Im Januar 1943 kamen die Deutschen ins Dorf, trieben das ganze Vieh weg und gingen dann durch die Häuser und jagten die Leute hinaus. Unser Haus war schon abgebrannt, und wir wohnten mit der ganzen Familie in einem kalten Bau. Wir waren zu siebt: Die Großmutter, Mamas Mutter, Frau und Tochter eines Onkels, dazu dann kam noch aus Weleschkovitschi eine Frau mit einem Jungen zu uns – sie war die Schwester von Tamara Dubrovka, meine Mutter und ich. Als die Deutschen in unser Haus kamen, gingen alle zusammen mit ihnen, nur unsere Großmutter nicht. Alle wurden in einer Reihe aufgestellt und mit Hunden nach Gavriki getrieben. Dort wurden wir in Katen eingewiesen. Wir gerieten ins erste Haus zu einer Bekannten meiner Mutter. Sie erzählte uns, dass am Morgen alle Bewohner des Dorfes Zori erschossen würden. Am Tag versteckte sie uns alle hinter dem Ofen, da war eine dunkle Ecke, in der Kessel standen und Brennholz lag. Sie deckte uns irgendwie zu, so gut es ging. Abends kamen sie und machten eine Liste. [Sie fragten], wie viele Leute einquartiert seien. Sie sagte, dass sie allein lebe und niemanden aufgenommen habe. Sie sei da geblieben, um das Haus zu hüten.

Als es dunkelte, gingen wir heimlich aus dem Haus und schlichen uns zum Flüsschen. Als wir fast am Fluss waren, begann eine Schießerei, alle fielen in das Flüsschen und bewegten sich dort weiter in Richtung auf das Dorf Janovitschi.

Wir erreichten das Dorf Mar’janovka – dort hatte früher ein Gutsherr gewohnt. Das Herrenhaus gab es nicht mehr, aber die Banja stand noch. Da blieben wir über Nacht. Wir waren viele. Morgens kehrten wir in unser Zori zurück. Das ganze Dorf war abgebrannt. Wir gingen zu unserer Banja, sie war auch versengt. Dort fanden wir unsere Großmutter, Elena Wlasovna K., verbrannt. Wir gingen ins Dorf Lapino, dort nahm man uns auf und wärmte uns. Und die, die im Dorf Zori geblieben waren, wurden am nächsten Morgen alle umgebracht.
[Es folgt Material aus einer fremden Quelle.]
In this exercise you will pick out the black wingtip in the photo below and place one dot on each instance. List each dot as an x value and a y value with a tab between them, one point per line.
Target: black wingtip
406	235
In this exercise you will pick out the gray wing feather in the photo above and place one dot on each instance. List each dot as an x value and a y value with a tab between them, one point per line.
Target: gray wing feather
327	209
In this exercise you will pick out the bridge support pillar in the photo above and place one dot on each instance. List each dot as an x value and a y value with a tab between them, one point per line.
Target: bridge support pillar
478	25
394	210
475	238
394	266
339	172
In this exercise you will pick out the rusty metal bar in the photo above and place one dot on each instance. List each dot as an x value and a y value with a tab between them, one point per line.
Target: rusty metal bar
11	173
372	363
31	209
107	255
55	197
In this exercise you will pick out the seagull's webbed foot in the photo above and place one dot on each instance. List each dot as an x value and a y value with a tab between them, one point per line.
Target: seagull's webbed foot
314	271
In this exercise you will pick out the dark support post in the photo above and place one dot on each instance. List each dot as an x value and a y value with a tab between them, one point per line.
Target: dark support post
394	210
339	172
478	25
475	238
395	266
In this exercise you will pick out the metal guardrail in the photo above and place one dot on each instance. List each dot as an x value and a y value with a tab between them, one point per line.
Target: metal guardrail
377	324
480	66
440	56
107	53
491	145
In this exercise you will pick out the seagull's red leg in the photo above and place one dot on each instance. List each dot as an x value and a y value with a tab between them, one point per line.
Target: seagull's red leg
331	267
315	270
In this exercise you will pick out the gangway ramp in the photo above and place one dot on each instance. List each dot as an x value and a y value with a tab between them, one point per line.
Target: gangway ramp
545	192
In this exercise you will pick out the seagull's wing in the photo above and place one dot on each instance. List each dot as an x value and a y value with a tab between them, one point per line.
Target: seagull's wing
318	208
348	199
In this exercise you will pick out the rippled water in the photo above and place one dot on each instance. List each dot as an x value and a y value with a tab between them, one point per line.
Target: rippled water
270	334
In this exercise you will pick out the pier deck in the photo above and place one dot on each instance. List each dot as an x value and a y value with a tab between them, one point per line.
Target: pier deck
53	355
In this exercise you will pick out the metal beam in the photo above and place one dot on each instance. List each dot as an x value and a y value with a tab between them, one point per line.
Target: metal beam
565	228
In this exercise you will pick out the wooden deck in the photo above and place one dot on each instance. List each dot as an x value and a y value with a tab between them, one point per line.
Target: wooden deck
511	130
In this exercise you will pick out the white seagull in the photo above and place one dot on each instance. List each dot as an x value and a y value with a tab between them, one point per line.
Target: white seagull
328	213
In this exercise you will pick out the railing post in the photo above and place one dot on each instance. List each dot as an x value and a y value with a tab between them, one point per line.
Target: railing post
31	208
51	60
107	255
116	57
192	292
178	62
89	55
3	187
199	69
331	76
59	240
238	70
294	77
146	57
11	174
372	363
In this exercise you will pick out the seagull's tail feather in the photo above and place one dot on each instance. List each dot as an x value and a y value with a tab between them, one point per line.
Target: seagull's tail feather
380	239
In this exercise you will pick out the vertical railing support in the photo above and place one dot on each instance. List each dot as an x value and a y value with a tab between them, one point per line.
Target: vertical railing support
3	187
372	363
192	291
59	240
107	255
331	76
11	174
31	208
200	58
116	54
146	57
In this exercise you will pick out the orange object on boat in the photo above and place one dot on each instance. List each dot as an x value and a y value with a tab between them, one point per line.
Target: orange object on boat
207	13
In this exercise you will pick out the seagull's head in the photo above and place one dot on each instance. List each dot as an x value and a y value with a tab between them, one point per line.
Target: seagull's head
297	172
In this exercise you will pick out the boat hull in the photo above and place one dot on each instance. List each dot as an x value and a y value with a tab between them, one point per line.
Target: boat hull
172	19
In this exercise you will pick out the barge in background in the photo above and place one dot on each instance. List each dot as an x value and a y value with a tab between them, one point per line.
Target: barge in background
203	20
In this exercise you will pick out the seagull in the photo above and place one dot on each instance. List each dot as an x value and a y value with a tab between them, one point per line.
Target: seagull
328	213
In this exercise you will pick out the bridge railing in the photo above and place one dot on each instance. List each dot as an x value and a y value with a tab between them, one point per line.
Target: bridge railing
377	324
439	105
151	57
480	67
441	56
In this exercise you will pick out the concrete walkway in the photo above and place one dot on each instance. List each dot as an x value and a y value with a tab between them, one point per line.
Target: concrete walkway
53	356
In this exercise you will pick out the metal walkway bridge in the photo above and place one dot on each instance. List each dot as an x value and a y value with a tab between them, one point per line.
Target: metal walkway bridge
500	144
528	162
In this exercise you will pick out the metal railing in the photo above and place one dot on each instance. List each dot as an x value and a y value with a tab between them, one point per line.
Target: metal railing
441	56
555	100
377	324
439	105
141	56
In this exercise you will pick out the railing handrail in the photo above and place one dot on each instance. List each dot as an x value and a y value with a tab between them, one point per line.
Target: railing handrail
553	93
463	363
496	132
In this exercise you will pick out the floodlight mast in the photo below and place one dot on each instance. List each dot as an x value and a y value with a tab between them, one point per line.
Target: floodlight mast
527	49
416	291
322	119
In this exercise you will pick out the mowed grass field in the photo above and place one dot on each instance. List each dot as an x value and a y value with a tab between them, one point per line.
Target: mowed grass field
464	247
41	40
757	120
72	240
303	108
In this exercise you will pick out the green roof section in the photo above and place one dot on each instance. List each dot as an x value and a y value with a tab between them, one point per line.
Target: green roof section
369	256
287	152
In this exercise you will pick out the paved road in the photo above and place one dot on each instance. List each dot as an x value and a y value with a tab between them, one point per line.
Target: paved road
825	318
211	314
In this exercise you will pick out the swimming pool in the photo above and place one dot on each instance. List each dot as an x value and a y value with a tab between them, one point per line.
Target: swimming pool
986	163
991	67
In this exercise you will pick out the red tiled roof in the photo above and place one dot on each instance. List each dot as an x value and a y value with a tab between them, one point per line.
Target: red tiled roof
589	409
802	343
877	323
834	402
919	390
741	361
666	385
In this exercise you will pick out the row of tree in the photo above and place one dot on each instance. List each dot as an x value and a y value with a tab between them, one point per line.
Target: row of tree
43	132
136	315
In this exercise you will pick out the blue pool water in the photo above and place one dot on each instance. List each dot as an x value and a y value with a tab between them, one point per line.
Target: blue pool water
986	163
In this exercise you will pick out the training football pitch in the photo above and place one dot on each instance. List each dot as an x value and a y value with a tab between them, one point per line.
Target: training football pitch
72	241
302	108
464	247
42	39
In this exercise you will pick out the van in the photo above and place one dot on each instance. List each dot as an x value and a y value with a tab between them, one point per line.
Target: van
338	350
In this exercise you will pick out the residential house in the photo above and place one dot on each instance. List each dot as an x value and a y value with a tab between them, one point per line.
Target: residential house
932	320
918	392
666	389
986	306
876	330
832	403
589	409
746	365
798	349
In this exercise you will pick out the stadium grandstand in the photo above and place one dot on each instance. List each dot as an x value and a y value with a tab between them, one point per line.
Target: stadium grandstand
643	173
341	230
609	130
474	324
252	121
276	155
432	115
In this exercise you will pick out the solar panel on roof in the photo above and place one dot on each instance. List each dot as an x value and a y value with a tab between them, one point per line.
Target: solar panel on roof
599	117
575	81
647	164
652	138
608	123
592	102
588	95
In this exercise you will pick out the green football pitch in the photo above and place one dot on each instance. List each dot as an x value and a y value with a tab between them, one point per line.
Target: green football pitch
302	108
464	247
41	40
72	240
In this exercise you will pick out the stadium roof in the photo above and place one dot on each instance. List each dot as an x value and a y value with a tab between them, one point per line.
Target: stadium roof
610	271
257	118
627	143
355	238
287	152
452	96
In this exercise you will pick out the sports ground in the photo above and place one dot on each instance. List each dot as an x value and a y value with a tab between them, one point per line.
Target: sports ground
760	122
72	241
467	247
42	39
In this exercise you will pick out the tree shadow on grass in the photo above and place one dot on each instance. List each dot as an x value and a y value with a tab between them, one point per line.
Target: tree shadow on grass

Als ich den Zeitungsartikel gelesen hatte, kam mir der Gedanke, mich an Sie zu wenden. Vielleicht passe ich in die Kategorie, der moralische und materielle Hilfe zusteht.

In der Datenbank „Belorussische Dörfer, die während des Großen Vaterländischen Krieges in den Jahren 1941 – 1944 vernichtet wurden“, habe ich mein Dorf Zori gefunden.

Ich bitte Sie, mein Anliegen zu bearbeiten.

Ich lege die Dokumente bei, die ich habe.